All effects within our experience require the expenditure of force. We never produce any physical change without the consciousness of effort. It is natural, therefore, and it is strictly logical, that when we perceive other similar changes occurring about us, not the result of animal agency, we should

attribute them to a similar cause-to the only one we know— Will. The object of all scientific inquiry, aside from a knowledge of the facts, as Prof. Tyndall declares, is to represent in thought how the phenomena occur. Referring to the phenomena of light and their hidden cause, he says: "To realize this subsensible world, if I may use the term, the mind must possess a certain pictorial power. It has to visualize the invisible. It must be able to form definite images of the things which that subsensible world contains; and to say that, if such or such a state of things exist in that world, then the phenomena which appear in ours must, of necessity, grow out of this state of things. If the picture be correct, the phenomena are accounted for; a physical theory has been enunciated which unites and explains them all." But, as we are limited for our materials to the data of experience, we cannot of course transcend that experience. When we attempt to conceive the energies of nature we are limited of necessity to the only form we know-volition.

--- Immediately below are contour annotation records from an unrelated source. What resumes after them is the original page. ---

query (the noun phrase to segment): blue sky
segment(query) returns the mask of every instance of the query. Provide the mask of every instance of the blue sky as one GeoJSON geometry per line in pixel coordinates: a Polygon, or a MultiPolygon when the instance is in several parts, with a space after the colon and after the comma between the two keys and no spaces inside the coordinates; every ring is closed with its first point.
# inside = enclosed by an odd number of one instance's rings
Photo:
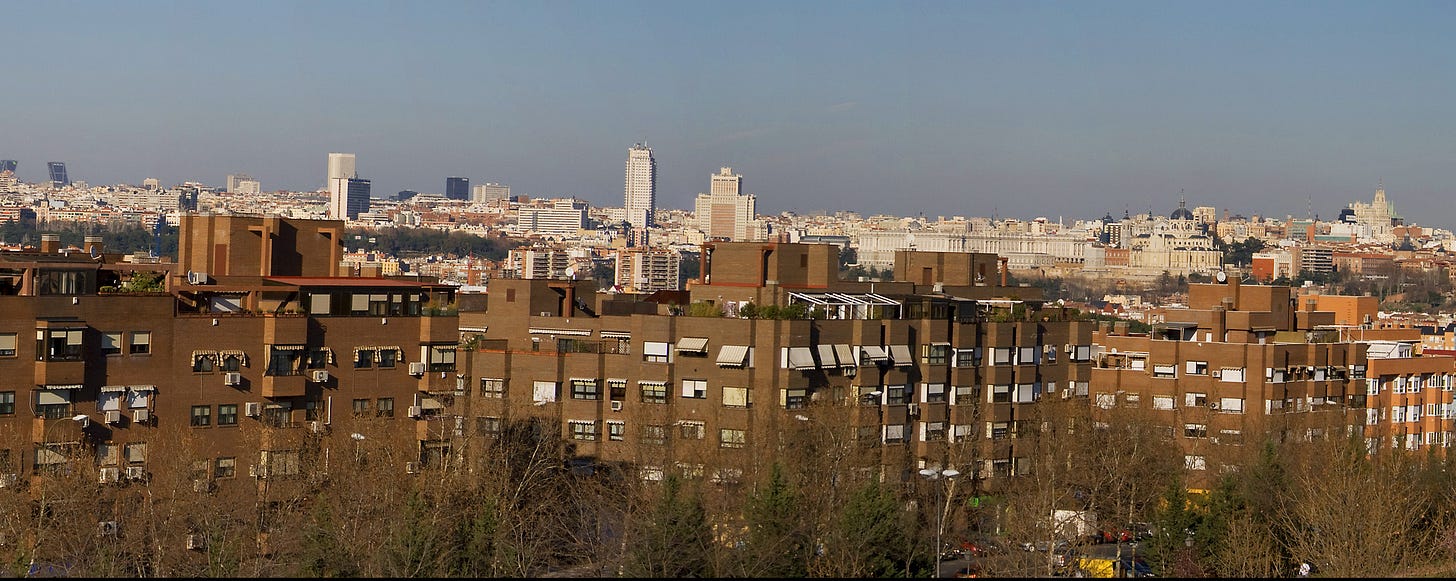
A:
{"type": "Polygon", "coordinates": [[[1377,181],[1456,227],[1450,1],[9,1],[0,159],[90,183],[446,176],[760,213],[1332,218],[1377,181]]]}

This idea the evidence of will in the phenomena of nature-forms the theme of Dr. Carpenter's closing chapter in his Mental Physiology, and it is there fully explained and defended. A brief quotation, however, will suffice to give the gist of his remarks. He says the law of gravitation "is an expression of the fact that everywhere and under all circumstances, two masses of matter attract one another in certain definite ratios; and the term 'attract' implies that they are drawn together by a force similar to that which directly impresses itself upon our consciousness by the sense of effort we experience when we lift a pound-weight from the ground."* This cause, this power which manifests itself in natural phenomena, is, alike to all, the object of worship; it corresponds to the theologian's God. †

* Page 695.

"Le mouvement peut servir à mesurer," says M. Papillon, “non à expliquer la force. Il est aussi subordonné à celle-ci que la parole l'est à la pensée. En effet, le mouvement n'est autre chose que la suite des positions successives d'un corps dans différents points de l'espace. La force, au contraire, est la tendance, la tension qui détermine ce corps à passer continuellement de l'un à l'autre de ces points, c'est-à-dire la puissance par laquelle ce corps, considéré en un moment quelconque de sa course, diffère d'un corps identique en repos."—Revue des Deux Mondes, Seconde Période, Tome CV, p. 697.